Code analysis revealed that the Snell's law formula was implemented perfectly, but the parameter configuration resulted in almost entirely reflective components, with refracted rays actually hitting the dark sky background instead of transmitting through to the ground.
Physics all correct, optics all wrong. Score: 38 — the lowest of the entire test.
Highlight Projects: Boids Flocking & Frontend Kanban
Boids Flocking — Best of Show
M3 used Three.js to upgrade the classic Boids flocking algorithm to 3D, with over 100 birds moving in real time. Five forces were implemented: separation, alignment, cohesion, plus boundary and mouse attraction forces. OrbitControls dragging and velocity-to-hue color mapping were both included, making this the most visually complete project of the entire test.
The only issue was in the mouse attraction gravity field implementation: force increases as distance decreases, causing particles to overshoot and then oscillate back and forth in spiraling acceleration — a classic gravity well trap caused by not implementing a minimum distance cutoff. Overall though, it scored 78, M3's best performance.
Drag-and-Drop Kanban Board
Functionally adequate: To Do / In Progress / Done columns with full create, read, update, delete, and drag operations all working, LocalStorage persistence, smooth dragging, and a UI style reminiscent of Linear / Notion.
But production-level issues abound: requirements were written in Chinese prompts, yet the UI is entirely in English; the Add Column feature hardcodes new column titles as "New Column" and doesn't accept Chinese input; column widths are fixed at 208px in multi-column layouts, forcing horizontal scrolling when exceeding screen width with zero responsive design.

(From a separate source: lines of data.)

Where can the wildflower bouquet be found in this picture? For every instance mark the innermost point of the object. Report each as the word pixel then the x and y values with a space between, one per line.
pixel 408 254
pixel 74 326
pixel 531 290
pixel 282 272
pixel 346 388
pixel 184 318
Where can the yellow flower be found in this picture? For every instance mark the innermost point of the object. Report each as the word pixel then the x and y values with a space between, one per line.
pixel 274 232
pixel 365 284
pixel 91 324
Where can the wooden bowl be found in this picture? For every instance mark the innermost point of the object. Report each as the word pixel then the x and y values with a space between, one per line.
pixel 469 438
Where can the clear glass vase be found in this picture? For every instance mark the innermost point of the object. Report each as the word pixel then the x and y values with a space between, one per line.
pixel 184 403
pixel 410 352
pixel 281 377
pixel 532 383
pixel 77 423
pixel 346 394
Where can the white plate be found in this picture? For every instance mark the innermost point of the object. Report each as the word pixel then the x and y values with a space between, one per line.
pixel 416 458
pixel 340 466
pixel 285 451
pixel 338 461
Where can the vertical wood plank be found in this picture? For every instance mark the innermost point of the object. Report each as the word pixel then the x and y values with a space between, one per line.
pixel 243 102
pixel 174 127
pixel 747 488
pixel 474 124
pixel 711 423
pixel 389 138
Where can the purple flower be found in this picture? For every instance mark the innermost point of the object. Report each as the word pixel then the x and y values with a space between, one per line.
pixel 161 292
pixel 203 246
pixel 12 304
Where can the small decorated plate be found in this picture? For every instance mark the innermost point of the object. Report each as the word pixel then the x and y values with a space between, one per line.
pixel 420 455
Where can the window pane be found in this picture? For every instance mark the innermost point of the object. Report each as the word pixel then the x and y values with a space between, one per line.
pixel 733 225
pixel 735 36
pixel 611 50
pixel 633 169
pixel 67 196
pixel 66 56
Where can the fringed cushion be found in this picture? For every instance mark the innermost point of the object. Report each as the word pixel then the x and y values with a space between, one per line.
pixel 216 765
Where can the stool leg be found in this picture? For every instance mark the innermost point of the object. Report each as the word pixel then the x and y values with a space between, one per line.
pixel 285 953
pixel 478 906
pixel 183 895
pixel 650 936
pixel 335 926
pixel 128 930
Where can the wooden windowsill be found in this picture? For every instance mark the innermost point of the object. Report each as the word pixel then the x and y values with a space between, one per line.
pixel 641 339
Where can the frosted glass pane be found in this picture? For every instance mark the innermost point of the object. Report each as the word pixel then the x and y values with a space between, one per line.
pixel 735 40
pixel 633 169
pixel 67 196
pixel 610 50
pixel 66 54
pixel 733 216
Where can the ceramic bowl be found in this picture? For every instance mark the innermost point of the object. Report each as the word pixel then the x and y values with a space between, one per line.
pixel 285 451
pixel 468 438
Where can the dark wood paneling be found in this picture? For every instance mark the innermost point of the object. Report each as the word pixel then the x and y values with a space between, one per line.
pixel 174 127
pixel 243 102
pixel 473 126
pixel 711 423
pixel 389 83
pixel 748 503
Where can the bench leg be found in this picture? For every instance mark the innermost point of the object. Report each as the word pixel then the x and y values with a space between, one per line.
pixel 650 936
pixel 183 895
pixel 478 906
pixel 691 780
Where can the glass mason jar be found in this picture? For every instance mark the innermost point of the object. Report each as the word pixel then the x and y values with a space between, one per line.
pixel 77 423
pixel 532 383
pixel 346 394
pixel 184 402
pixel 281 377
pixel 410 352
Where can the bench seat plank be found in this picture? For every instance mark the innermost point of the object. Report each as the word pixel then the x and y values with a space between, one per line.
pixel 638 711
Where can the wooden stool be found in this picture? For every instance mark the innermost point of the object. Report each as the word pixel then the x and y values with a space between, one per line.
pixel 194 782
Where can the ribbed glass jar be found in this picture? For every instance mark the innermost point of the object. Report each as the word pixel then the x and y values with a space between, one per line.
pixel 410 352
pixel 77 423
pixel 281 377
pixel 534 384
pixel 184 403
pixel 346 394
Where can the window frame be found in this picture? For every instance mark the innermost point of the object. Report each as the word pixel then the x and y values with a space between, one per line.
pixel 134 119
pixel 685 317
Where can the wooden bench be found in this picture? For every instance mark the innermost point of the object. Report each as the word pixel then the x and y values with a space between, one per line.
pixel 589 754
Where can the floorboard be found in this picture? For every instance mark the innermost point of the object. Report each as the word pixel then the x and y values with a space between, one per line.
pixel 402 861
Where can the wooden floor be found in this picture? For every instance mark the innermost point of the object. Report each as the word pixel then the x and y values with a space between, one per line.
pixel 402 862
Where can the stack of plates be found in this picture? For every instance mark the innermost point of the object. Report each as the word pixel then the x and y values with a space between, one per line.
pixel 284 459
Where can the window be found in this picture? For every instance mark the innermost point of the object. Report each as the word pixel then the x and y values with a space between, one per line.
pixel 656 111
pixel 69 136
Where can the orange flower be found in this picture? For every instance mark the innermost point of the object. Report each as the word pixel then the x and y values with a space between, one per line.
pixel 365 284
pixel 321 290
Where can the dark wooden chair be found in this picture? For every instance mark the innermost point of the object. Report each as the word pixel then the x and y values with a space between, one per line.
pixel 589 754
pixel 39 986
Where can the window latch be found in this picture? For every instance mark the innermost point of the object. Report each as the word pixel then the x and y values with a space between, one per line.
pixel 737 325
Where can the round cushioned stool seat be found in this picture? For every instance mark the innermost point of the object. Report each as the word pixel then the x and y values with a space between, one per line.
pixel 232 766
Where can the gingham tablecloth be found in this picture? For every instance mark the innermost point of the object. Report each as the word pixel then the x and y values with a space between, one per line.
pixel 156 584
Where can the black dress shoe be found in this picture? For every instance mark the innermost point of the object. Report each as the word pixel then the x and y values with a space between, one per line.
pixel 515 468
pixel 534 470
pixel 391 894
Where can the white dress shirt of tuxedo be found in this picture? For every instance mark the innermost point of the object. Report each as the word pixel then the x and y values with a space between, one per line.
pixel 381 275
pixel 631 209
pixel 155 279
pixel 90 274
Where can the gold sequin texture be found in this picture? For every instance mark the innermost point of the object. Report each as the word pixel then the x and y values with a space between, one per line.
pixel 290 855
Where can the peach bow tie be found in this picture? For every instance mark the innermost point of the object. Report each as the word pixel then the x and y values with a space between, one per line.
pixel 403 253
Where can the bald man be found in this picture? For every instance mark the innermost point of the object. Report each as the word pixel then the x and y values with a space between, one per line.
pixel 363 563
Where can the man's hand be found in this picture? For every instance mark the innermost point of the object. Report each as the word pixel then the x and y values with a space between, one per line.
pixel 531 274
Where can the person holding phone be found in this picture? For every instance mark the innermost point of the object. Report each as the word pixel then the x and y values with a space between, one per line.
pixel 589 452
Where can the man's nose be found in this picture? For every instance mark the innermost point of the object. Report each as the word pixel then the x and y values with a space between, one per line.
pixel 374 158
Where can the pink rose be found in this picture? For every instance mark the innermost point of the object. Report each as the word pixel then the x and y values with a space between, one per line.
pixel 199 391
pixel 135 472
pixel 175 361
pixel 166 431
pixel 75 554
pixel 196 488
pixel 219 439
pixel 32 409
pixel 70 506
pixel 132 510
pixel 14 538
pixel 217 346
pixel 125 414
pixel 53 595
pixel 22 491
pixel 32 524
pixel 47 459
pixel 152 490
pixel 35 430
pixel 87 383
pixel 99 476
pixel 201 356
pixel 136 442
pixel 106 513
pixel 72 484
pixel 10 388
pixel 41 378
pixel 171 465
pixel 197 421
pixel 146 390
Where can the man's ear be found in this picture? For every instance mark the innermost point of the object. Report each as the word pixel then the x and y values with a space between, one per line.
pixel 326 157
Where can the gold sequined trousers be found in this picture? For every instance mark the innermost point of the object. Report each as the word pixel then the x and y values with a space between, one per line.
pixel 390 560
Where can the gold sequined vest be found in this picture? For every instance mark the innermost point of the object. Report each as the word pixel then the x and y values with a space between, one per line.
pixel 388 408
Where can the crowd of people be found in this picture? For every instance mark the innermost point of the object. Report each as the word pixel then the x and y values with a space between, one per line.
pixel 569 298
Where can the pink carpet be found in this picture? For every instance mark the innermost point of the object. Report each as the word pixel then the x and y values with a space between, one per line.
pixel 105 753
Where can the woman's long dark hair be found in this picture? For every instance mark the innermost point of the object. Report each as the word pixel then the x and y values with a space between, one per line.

Drag logic: full marks. i18n: zero. Responsive design: zero. It runs, but it's not production-ready. Score: 60.
Conclusion: Strong in Theory, Weak in Engineering
| Test Project | Score | Core Issue |
|---|---|---|
| Multimodal Scene Reconstruction | 62 | All details lost |
| Rotating Bouncing Ball | - | Default parameters unusable |
| Boids Flocking | 78 | Gravity field bug |
| 3D Cone Spinning Top | 50 | Geometry rendering absent |
| Optical Refraction | 38 | Glass turned to steel |
| SPH Fluid | 50 | All particles sank to bottom |
| Drag-and-Drop Kanban | 60 | Missing i18n/responsive design |
Average score: 58.3 — this result shows that MiniMax M3 has made clear progress in theoretical derivation and algorithm comprehension, but still has significant shortcomings in parameter tuning, geometry rendering, and engineering details.
M3's typical pattern: the formulas are correct, but the demos are broken. It can write Snell's law, SPH equations, and rigid body rotation formulas, but parameter initialization, boundary conditions, and rendering pipelines — these "last mile" engineering problems — repeatedly prove fatal.
Can it really compete with Gemini, Claude, and GPT? Based on current hands-on testing, MiniMax M3 still has considerable ground to cover on complex programming tasks. But to be fair, its native multimodal and ultra-long context foundational capabilities are genuinely solid — it's just that between "can understand" and "can execute well," there's still a lot of engineering polish needed.